When we’re developing our roping skills, we’re all in learning mode. That learning curve pertains to the many moving parts of being a heeler, and part of the process is drilling down and isolating every aspect of heeling. From how you ride your horse to how you swing and deliver your rope to how you cope with the countless mental aspects of roping, the best thing to do in the beginning—and at other times along the way, too—is break it down and work on all of it. But you can’t really stay in that somewhat fragmented mode when you compete. So sooner or later, we all have to force ourselves to put all the mechanical parts together, trust our training and make the play when the money’s up.
What’s tricky is that there’s added pressure when you compete. But that’s part of it, and it can be a fun challenge if you look at it that way. I like to pick specific things to work on when I practice. It might be something new I’ve been wanting to try, or some aspect of my roping I’ve been struggling with. But when I throw my name in the hat, I know I have to read the play and react in real time. So instead of thinking about all the little things I’ve been working on at home, I clear my mind when I back in the box for money and let the instincts I’ve worked hard to develop kick in and take over.
When it all comes down to it, heeling is like any other sport. There’s a time to make a play on the ball, just like in tennis or ping pong, where you have to hit the ball before it bounces twice or you lose the point. In our sport’s case, we make a play on the steer. At the highest level of our game—when you’re talking about #8, #9 and #10 heelers—the players have worked hard to develop their skills, so when they compete they can make a play on the first, second or third hop around the corner. They’ve become skilled at positioning their horses and reading the handle as the run is unfolding, then reacting efficiently to close the deal.

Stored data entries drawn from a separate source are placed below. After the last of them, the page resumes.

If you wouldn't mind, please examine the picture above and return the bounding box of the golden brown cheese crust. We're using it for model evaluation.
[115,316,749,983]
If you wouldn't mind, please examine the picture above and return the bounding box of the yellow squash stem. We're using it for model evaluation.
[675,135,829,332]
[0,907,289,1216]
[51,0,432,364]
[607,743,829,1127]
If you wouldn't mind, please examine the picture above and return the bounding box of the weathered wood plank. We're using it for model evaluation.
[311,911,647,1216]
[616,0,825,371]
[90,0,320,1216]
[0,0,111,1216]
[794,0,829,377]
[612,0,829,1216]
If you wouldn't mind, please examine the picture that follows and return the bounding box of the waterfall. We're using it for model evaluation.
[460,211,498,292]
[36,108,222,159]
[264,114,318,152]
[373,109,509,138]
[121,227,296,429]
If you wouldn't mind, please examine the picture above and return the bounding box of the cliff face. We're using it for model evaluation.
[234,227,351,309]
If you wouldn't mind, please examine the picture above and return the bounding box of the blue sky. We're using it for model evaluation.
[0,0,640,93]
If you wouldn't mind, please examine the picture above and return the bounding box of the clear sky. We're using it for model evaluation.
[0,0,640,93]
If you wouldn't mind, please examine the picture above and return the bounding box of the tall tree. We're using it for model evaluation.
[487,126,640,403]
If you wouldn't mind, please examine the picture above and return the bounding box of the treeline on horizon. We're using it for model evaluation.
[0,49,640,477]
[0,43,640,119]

The best heelers are so dialed into the play that they can make the shot fast after the corner, just like the highest-ranked tennis players in the world can put overmatched opponents away with superior skill, power, finesse—or whatever it takes to win.
Lower-numbered ropers are always working on their ABCs to strengthen their fundamentals, and rightly so. That’s what the big dogs did when they were beginners, too. But when you pay entry fees and back in the box for money, the run’s going to happen fast, with a lot of action packed into a few seconds.

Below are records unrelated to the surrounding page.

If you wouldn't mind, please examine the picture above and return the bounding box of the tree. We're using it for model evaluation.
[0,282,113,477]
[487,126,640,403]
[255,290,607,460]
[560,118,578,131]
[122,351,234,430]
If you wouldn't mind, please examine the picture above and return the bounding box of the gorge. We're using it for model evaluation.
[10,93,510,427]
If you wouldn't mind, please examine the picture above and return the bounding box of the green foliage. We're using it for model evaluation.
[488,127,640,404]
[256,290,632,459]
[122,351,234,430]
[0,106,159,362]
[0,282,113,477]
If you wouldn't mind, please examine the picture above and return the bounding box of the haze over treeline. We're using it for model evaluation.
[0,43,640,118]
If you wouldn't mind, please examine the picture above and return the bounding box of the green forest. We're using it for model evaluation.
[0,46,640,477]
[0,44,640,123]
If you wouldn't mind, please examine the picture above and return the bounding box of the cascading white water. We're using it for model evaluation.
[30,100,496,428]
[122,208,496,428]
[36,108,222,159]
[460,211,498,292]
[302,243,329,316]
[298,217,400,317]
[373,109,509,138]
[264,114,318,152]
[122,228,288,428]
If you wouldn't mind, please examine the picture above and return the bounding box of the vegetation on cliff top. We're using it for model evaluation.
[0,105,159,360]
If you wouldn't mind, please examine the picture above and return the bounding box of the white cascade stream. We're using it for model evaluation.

Working back and forth between isolating pieces of the roping puzzle and putting it all together into one fluid run is part of the process of moving up the roping ladder. Regardless of how hard that steer runs or how he’s handled, we as heelers must make the play. And when you can make the play a high percentage of the time, that’s when you step up and win.
I help a lot of young kids with their roping. Some of them are so small that they struggle with the physical aspect of being strong enough to really even swing that rope. I tell them to get it humming as fast as they can, and go for it, because I don’t want them going forever in search of perfect position and perfect handles. They won’t have the luxury of breaking it all down and demanding a perfect, controlled situation as their careers progress. I don’t want those kids to grow up to be one of those ropers who tracks steers all the way across the arena all the time, and passes up better shots for worse ones because they won’t go for it.
There’s a ditch on both sides of the road here, because throwing it on the corner no matter what and being too cautious and conservative both have downsides. But with time and experience, you can get your game so strong that you can pull off the wild shots when they’re called for, and just go catch when that’s what it takes to win.